I suppose what I've said is pretty clear. I'm no saint and I'm sure I am in
some ways a little sexist (although I hope less than average). Yet I don't
want to be called especially sexist, or have a group I might be part of be
accused of being fundamentally sexist. Sexism is a spectrum.

------
rayiner
People often fail to make the distinction between a logical argument and a
persuasive one. The qualifications of the speaker, for example, are irrelevant
when analyzing a logical argument, but are quite relevant when analyzing a
persuasive one (why should I trust this doctor's opinion?)

I've always felt that a better set of rules for internet arguments would be
the Federal Rules of Evidence, which are explicitly rooted in the mechanics of
persuasion.

------
Symmetry
And given the topic, there's neccesarily a relevant Less Wrong link:

[http://lesswrong.com/lw/he/knowing_about_biases_can_hurt_peo...](http://lesswrong.com/lw/he/knowing_about_biases_can_hurt_people/)

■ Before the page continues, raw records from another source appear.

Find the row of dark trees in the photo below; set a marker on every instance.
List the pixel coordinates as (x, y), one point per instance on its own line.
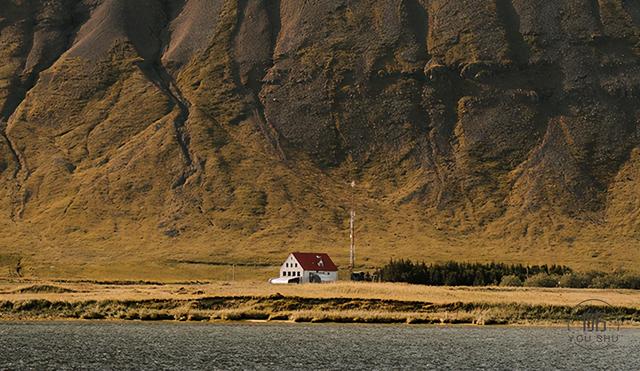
(462, 274)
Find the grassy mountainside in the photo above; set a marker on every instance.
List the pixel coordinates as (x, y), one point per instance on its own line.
(139, 136)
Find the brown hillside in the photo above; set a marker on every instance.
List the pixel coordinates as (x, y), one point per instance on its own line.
(137, 135)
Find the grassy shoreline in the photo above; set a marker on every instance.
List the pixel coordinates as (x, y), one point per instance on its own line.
(340, 303)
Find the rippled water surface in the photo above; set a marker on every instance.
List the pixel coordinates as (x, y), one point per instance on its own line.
(109, 345)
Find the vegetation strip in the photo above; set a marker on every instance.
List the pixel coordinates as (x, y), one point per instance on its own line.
(300, 309)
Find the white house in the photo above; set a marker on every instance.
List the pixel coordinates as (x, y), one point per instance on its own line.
(303, 267)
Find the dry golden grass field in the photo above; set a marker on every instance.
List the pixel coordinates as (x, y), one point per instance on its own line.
(337, 302)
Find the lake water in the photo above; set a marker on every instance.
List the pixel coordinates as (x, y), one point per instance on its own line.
(137, 345)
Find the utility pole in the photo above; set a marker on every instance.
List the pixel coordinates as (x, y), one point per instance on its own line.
(352, 235)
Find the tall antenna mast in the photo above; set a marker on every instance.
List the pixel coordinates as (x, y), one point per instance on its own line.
(352, 235)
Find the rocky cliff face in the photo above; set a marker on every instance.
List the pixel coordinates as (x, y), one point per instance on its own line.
(229, 130)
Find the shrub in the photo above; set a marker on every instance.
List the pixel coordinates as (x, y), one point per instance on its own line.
(542, 280)
(511, 280)
(575, 280)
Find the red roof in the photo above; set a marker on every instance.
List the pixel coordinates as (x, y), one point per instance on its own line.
(311, 261)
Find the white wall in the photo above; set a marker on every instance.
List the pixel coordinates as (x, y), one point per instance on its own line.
(292, 267)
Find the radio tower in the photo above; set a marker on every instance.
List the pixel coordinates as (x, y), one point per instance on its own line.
(352, 235)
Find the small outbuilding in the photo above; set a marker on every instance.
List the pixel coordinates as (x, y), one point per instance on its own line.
(303, 267)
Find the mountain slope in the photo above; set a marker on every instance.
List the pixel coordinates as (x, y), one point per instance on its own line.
(154, 133)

 _Once upon a time I tried to tell my mother about the problem of expert
calibration, saying: "So when an expert says they're 99% confident, it only
happens about 70% of the time." Then there was a pause as, suddenly, I
realized I was talking to my mother, and I hastily added: "Of course, you've
got to make sure to apply that skepticism evenhandedly, including to yourself,
rather than just using it to argue against anything you disagree with—"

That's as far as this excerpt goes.